I would cook the food: beans with eggs and a hearty stew with corn tortillas, and coffee brewed in a clay pot with piloncillo. I would eat without speaking, nod my thanks, and return to work.
But little by little, as the days went by, we opened up. He was the one who first spoke about his wife. We were sitting under a large tree at the end of the day, resting. The sky was orange and red.
The cicadas were chirping loudly. He held a cup of hot coffee and gazed at the horizon. “It’s been four years since I buried my Juana,” he said softly. Fever. It took her in three days.
I didn’t even have time to call the healer; I didn’t answer. I just listened. The children left afterward, one to Mexico City, the other to Monterrey. They said it was to work, but I know it was to escape the sadness.
I built this house I live in for her. Now it’s just me and the silence. She took a sip of coffee. And you, why are you here alone at the end of the world?
I told him. Not everything, but I told him. I spoke of Jacinto, of the expulsion, of the humiliation, of the cold words that still hurt. He listened to everything without interrupting. When I finished, we remained silent for a long time.
“A son who does that to his mother isn’t a son,” he finally said. “It’s something worse.” And he didn’t need to say anything else, because in that silence we understood each other, two helpless souls, two forgotten ones.
Two who knew the weight of carrying loneliness like a stone on their chest. Weeks passed, the house changed, the walls were reinforced, the roof was repaired, the new tiles shone in the sun.
Don Lorenzo built a heavy wooden door with a bolt on the inside, leveled the floor, covered it with wide planks, and made a small window in the front wall. Now light came in, and the wind no longer blew through.
Little by little, it stopped being a shack and was becoming a home, but the fear didn’t go away. Every night, before going to sleep, I would go to the corner, lift the board, and look at the sacks.

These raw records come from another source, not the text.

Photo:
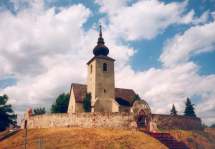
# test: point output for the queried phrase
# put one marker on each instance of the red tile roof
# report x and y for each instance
(80, 91)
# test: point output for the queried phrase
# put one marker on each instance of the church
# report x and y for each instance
(110, 107)
(100, 85)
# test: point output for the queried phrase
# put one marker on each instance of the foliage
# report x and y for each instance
(173, 111)
(212, 126)
(61, 104)
(204, 126)
(39, 111)
(136, 97)
(189, 109)
(7, 115)
(87, 103)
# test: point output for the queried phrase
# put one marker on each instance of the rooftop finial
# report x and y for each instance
(100, 30)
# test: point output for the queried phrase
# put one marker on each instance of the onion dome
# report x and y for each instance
(100, 48)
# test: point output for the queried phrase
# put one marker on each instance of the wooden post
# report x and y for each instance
(26, 134)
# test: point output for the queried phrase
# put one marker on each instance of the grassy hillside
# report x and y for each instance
(81, 138)
(196, 139)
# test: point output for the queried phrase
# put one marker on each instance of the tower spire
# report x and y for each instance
(100, 39)
(100, 48)
(100, 30)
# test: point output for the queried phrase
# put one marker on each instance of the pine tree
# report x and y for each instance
(189, 109)
(173, 111)
(7, 115)
(61, 104)
(87, 103)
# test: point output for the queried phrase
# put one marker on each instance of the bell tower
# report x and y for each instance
(100, 79)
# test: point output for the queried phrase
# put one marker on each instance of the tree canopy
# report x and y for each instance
(136, 97)
(39, 111)
(87, 103)
(7, 115)
(173, 111)
(61, 104)
(189, 109)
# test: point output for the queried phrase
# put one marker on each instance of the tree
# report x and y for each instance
(136, 97)
(61, 104)
(189, 109)
(87, 103)
(39, 111)
(7, 116)
(173, 111)
(212, 126)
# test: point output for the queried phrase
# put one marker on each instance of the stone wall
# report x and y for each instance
(121, 120)
(176, 122)
(85, 120)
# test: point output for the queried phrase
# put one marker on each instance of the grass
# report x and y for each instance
(82, 138)
(196, 139)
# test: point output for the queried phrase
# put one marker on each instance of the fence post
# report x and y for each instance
(26, 133)
(40, 141)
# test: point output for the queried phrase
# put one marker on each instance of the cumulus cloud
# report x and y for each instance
(197, 39)
(46, 49)
(145, 19)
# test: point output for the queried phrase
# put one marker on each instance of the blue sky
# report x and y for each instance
(170, 43)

They were still there, untouched, but the fear that someone might find out gnawed at me. I would wake up in the middle of the night in a cold sweat, thinking I’d heard footsteps again. I’d peer through the crack in the window—nothing, just shadows and the undergrowth.
Until one afternoon Don Lorenzo called me. “Doña Teodora, come and see this.” He was crouched in the corner of the house, near where the hoop was. He had lifted some old boards that he hadn’t touched yet and was looking at the ground with a strange expression.

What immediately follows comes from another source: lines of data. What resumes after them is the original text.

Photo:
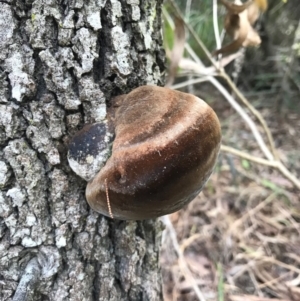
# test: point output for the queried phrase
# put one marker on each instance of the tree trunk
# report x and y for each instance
(60, 64)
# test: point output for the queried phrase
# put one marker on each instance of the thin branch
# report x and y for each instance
(229, 81)
(216, 25)
(246, 156)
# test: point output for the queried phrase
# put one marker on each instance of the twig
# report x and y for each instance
(216, 25)
(252, 110)
(182, 263)
(271, 156)
(229, 81)
(244, 155)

I approached, my heart racing. “What’s wrong?” He pointed. “This earth was disturbed, and not long ago my blood ran cold.” “What? Do you see these marks? Someone dug here and covered it up again.”

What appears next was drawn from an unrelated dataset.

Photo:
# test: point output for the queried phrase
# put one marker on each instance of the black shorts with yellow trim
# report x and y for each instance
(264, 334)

Less than a month ago. I was breathless. My legs trembled. Don Lorenzo stood up and took my arm. “Are you alright, Doña Teodora?” I didn’t answer. I couldn’t.
My head was spinning. If someone had ended up there, then someone knew about the treasure. Someone had returned or was going to return. Doña Teodora. Her voice became lower, more serious.
If there’s something here you’re not telling me, it’s best you speak up now. I looked into his weathered face, his tired but honest eyes. And for the first time in weeks, I felt like trusting him, like sharing the burden, like not carrying it all alone.